Question

question 25 of 27
a roller coaster has a mass of 450 kg. it sits at the top of a hill with height 49 m. if it drops from this hill, how fast is it going when it reaches the bottom? (assume there is no air resistance or friction.)
a. 25.4 m/s
b. 93.9 m/s
c. 45.8 m/s
d. 31.0 m/s

Explanation:

Step1: Apply conservation of energy

At the top, the roller - coaster has only potential energy $U = mgh$. At the bottom, it has only kinetic energy $K=\frac{1}{2}mv^{2}$. Since energy is conserved ($U = K$), we have $mgh=\frac{1}{2}mv^{2}$.
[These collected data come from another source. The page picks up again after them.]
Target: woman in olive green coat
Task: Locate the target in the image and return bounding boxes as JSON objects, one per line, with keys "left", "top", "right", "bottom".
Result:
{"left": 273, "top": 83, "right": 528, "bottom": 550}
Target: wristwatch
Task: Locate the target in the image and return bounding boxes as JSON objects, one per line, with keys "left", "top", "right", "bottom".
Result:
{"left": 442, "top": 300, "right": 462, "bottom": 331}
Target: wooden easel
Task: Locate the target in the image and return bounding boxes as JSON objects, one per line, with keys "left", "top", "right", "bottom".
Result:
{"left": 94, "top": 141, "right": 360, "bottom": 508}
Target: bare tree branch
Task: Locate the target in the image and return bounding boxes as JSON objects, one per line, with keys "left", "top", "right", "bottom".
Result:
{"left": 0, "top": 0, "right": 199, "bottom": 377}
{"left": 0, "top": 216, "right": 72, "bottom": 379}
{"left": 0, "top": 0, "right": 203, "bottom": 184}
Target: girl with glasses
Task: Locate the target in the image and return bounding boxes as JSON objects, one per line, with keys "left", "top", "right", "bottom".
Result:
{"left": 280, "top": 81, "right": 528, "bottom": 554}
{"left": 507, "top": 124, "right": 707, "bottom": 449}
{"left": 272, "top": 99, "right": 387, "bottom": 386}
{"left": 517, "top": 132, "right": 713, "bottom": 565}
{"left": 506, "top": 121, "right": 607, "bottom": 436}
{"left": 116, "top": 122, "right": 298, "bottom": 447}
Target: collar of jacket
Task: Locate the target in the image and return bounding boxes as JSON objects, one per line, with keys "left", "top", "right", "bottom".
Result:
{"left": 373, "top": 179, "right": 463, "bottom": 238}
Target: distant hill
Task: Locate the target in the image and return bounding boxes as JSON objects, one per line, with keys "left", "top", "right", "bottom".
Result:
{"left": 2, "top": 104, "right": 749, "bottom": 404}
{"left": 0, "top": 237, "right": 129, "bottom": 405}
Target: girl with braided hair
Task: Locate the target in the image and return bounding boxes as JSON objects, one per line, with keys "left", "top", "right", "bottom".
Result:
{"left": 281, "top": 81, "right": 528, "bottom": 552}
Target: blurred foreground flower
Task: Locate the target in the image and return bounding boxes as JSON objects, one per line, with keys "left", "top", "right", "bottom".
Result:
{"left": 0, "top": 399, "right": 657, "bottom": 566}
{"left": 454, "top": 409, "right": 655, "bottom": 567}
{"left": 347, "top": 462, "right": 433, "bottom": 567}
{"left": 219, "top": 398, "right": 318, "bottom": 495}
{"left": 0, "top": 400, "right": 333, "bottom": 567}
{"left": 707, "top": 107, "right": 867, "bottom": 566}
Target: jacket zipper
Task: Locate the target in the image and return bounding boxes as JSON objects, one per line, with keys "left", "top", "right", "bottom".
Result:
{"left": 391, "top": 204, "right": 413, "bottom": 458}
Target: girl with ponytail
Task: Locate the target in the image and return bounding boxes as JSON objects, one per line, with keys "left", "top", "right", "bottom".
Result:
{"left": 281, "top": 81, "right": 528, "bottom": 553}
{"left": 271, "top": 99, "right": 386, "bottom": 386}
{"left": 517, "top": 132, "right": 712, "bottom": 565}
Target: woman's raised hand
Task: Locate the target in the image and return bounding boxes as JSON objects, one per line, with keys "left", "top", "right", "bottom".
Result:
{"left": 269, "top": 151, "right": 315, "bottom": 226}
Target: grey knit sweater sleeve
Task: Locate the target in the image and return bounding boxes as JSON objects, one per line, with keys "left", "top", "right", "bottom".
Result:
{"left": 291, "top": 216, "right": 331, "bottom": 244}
Step2: Solve for velocity $v$

First, cancel out the mass $m$ from both sides of the equation $mgh=\frac{1}{2}mv^{2}$. We get $gh=\frac{1}{2}v^{2}$. Then, solve for $v$: $v = \sqrt{2gh}$. Given $g = 9.8\ m/s^{2}$ and $h = 49\ m$, we substitute these values into the formula. $v=\sqrt{2\times9.8\times49}=\sqrt{960.4}\approx 31.0\ m/s$.

Answer:

D. 31.0 m/s